The present work belongs to a series of three paintings which Léger painted in 1920 entitled L'Homme à la Pipe (B.200, 201 and 202). The second version is housed in the Musée d'Art Moderne de la Ville de Paris (illustrated).
"During the decade that began in 1918, Léger produced some of his most important and advanced works. At that time, his style, more than that of any other French artist of the period, came close to employing the new international visual language, known in Paris as Purism...Léger's incorporation of the human figure into the compositions during the years dating from 1919 to 1921 differs significantly from the radical departure of Abstract Composition, 1919 and returns to the example provided by The Typographer (1917-18). The human figure is viewed as harmonious and integral, even subdued, in its surroundings and not in any way out of place...Léger was also able to convey this harmony in his observation of the new urban landscape" (R. Buck, exh.cat., Fernand Léger, Albright-Knox Art Gallery, Buffalo, 1982, p. 33).
In a discussion of the L'Homme à la Pipe series, and of the Paris version specifically, Christopher Green has commented "The nature of Léger's next move is most clearly seen in a series of paintings whose subject was the old simultanist concern, man in the city...Here the robot man is...a single co-ordinated structure of head, torso and limbs - a clear figurative statement contained within a stable and equally clear synthetic architecture of flat planes.
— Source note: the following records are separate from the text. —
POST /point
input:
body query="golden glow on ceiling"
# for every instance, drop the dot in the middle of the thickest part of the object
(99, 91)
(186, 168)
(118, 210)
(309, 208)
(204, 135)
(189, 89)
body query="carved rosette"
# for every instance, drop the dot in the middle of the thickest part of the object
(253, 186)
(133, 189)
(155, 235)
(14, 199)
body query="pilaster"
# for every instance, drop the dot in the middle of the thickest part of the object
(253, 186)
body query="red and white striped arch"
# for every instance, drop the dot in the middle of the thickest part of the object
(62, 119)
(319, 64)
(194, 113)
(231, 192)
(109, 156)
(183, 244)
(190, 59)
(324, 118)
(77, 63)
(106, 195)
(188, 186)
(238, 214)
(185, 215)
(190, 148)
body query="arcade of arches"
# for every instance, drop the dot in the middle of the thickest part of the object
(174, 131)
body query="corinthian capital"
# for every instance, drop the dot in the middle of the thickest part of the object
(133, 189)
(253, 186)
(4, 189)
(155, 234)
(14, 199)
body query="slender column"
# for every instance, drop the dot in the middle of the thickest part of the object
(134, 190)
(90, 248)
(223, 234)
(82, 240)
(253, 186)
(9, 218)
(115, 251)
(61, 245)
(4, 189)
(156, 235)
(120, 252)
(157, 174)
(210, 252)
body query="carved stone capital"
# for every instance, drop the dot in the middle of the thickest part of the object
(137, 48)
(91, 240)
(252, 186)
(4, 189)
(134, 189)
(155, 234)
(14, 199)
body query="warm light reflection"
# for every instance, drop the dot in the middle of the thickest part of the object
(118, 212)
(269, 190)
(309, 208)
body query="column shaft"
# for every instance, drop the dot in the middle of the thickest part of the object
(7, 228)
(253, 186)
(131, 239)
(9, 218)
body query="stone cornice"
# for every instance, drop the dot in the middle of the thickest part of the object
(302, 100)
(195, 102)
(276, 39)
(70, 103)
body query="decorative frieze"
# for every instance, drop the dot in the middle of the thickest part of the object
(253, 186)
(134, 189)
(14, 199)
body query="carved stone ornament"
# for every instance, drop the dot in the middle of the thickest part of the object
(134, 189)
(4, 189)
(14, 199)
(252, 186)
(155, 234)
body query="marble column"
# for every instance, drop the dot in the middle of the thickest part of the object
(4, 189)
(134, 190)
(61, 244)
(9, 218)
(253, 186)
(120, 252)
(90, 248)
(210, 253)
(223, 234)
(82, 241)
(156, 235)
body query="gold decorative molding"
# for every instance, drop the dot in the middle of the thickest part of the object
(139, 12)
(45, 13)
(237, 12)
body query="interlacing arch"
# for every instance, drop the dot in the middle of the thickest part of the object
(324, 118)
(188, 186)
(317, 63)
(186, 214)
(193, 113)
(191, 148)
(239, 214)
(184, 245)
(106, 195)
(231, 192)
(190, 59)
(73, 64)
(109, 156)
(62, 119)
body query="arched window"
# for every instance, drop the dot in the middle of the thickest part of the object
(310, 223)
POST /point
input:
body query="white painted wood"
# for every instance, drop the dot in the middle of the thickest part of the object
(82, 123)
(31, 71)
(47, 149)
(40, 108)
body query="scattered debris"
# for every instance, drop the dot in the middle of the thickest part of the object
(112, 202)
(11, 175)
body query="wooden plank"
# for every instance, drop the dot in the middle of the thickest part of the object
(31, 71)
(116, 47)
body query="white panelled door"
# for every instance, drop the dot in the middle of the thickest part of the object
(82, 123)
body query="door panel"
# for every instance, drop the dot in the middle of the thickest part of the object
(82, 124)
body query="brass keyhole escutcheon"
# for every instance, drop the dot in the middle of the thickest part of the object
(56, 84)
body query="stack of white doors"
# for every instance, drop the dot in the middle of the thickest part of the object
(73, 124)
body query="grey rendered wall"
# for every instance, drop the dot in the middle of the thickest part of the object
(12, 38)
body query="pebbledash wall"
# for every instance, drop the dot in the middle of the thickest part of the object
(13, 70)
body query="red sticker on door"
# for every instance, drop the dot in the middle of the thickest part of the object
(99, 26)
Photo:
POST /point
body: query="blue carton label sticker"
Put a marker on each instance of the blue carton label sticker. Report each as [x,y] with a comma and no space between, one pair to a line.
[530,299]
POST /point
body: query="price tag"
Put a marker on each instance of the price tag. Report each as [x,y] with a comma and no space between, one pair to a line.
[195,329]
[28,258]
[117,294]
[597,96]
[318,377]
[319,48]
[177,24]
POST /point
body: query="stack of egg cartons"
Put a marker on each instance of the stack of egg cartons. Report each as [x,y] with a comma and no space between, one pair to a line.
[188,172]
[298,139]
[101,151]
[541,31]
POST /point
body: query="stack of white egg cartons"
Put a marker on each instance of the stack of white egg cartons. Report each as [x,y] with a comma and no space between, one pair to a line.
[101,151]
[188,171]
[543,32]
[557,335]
Stability is ensured by the dominance of vertical and horizontal, and a certain austere strength is achieved by means of the broad, alternating bars of black and white. Yet, for all its stable clarity of statement, violent pictorial conflict remains central to L'Homme à la Pipe. The metallic solidity of Léger's man and dog strikes so hard against the flatness of their setting because of the clarity with which they are separated from it; thus, although the distinctly classical qualities of clarity and stability controlled by a strengthened sense of pictorial discipline have here come so much to the fore, Léger remains a painter concerned with conflict - with dissonance rather than with harmony" (C. Green, Léger and the Avant-Garde, New Haven and London, 1976, p. 197).
L'Homme à la Pipe was originally handled by Léonce Rosenberg, one of the foremost patrons of the Parisian Avant-Garde, whose Galerie de l'Effort Moderne arranged pivotal exhibitions by Léger, Picasso, Gris and Severini. On 1 July 1918 Léger signed a contract with Rosenberg establishing him as his dealer. Léger had his first post-war exhibition at Galerie de l'Effort Moderne in February 1919. Other paintings of 1920 which passed through Rosenberg's hands include Les Trois Camarades (B.214), now in the Stedelijk Museum, Amsterdam, Élément Mécanique (B.240), now in the Kröller-Müller Museum, Otterlo and Les Deux Femmes et la Nature Morte (B.246), now in the Kunstmuseum, Winterhur.